Thanks for adding your wisdom Deb!
thanks Susan for a great article and insight on choosing to trust. Trust is the foundation of teamwork, whether at home or at work, and it seems so many people today avoid it. But you put it back on our shoulders to choose. Thanks!
Thanks Steve. Interesting point that people “try to avoid it”. When it’s there it’s easy. But when it is not or it gets broken it often requires a tough conversation. the cost of avoidance is huge!
Susan,
You have a magnificent way of clearly distinguishing intangibles. And trust is one big intangible. Heck, Covey’s son wrote a 300+ page book on the topic. You gave us a succinct, power-punch in <500 words.
What kept going through my mind as I read this is how all types of leaders could use this information to restore optimism in the workplace and strengthen relationships.

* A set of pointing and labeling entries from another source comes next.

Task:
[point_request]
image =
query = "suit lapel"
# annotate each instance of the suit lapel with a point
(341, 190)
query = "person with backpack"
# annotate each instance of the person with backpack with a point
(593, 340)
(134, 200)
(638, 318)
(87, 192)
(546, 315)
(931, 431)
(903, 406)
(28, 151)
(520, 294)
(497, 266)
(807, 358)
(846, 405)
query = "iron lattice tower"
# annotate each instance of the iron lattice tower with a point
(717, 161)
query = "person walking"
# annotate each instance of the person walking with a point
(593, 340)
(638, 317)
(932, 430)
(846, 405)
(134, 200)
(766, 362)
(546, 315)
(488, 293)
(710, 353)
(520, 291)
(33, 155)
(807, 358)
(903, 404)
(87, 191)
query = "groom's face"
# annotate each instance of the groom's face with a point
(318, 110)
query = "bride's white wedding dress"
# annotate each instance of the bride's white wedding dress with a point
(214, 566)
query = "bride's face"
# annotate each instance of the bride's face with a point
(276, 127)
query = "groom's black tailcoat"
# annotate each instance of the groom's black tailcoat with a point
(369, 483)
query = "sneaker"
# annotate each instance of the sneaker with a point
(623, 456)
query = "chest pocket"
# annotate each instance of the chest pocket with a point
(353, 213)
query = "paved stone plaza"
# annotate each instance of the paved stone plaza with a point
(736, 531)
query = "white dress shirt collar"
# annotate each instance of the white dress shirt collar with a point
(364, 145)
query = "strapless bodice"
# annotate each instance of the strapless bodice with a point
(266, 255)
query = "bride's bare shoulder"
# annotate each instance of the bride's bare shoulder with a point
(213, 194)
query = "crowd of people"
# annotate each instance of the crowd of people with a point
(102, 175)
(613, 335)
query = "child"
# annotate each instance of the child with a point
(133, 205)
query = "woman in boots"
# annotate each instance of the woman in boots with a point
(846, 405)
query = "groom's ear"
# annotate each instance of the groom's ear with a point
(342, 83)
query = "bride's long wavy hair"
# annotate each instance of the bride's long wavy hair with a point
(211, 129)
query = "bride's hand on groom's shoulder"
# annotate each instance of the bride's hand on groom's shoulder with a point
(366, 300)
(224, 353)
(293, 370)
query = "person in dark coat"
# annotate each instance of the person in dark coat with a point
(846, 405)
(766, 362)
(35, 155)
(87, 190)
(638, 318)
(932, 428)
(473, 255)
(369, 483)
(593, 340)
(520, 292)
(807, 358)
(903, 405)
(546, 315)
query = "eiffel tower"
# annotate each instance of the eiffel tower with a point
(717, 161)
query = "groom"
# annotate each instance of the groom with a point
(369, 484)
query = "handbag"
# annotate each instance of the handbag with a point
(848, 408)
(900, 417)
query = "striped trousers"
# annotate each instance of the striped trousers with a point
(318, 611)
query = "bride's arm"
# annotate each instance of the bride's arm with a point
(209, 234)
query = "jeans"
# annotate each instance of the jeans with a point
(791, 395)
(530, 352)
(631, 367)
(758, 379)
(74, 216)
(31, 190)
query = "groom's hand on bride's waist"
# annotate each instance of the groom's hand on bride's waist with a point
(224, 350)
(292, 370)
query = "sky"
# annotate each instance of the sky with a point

My favorite point: have the difficult or awkward conversations when trust is broken. Holding it in only weakens chances of building stronger relationships.
Shawn
Appreciate your kind words Shawn. I think taking this point of view and putting it into practice can absolutely restore optimism in the workplace BECAUSE it strengthens relationships. Somewhere between trust and optimism is faith – if you don’t trust the people you work with then you probably don’t have much faith in the relationships or the future. Without that faith how could you be optimistic?
Susan,
Insightful as always.
I love the way you framed trust as the choice that it is rather than the way many people think about it – something that I have or don’t, but can’t control. Trust is not a feeling, or a result, its a decision. There are so many choices that we have that we leave to others to make for us when we can simply make them for ourselves.
All the best,
Randy
Thanks Randy. People seem to have a hard time taking personal responsibility for anything they think they can’t control. especially other people’s behavior. While we of course can’t control other people’s behavior we can make personal choices that can influence behavior.
Susan- this is a great article. It got me thinking about whether trust in personal relationships is different than trust in business relationships.
In both cases I think one must extend trust first. In personal relationships, the biggest “trust buster” for me is sharing information that should have been kept confidential. In business, the “trust buster” is lack of accountability- not doing what you say you will.
I wonder if others make the same distinction.
Yes, Susan. Trust is the cornerstone of relationships of all kinds. When a new boss is appointed, the first question staff ask is: “what is he (she) like?” Degrees and status are secondary to personality. The Chinese word for Trust is made up of: “people” and “two” referring it to a quality that binds people together! Thought I’d share with you.
Hi Susan. Thank you for this article. I think you make an insightful point about the value of setting clear expectations. I think there are times where we perceive someone as breaking our trust when in reality that person had a different expectation or understanding of the particular situation at hand.
When it comes to building trust, I’m a champion of the TrustWorks! ABCD model. It provides a common language and framework for understanding and building trust. A person builds trust by being:
A – Able: Trust is built when we demonstrate competence by our expertise, establishing a track record of success, and knowing how to get work done in an organization.
B – Believable: Acting with integrity builds trust. We’re “believable” when we behave according to our values (walk the talk), are honest, and treat people fairly.
C – Connected: Being connected is about showing care and concern for others which builds trust. Building rapport, appreciating differences, and recognizing & rewarding individuals are trust-boosters.
D – Dependable: Being dependable is about maintaining reliability. It’s about being responsive to others, following through on commitments, and holding ourselves and others accountable.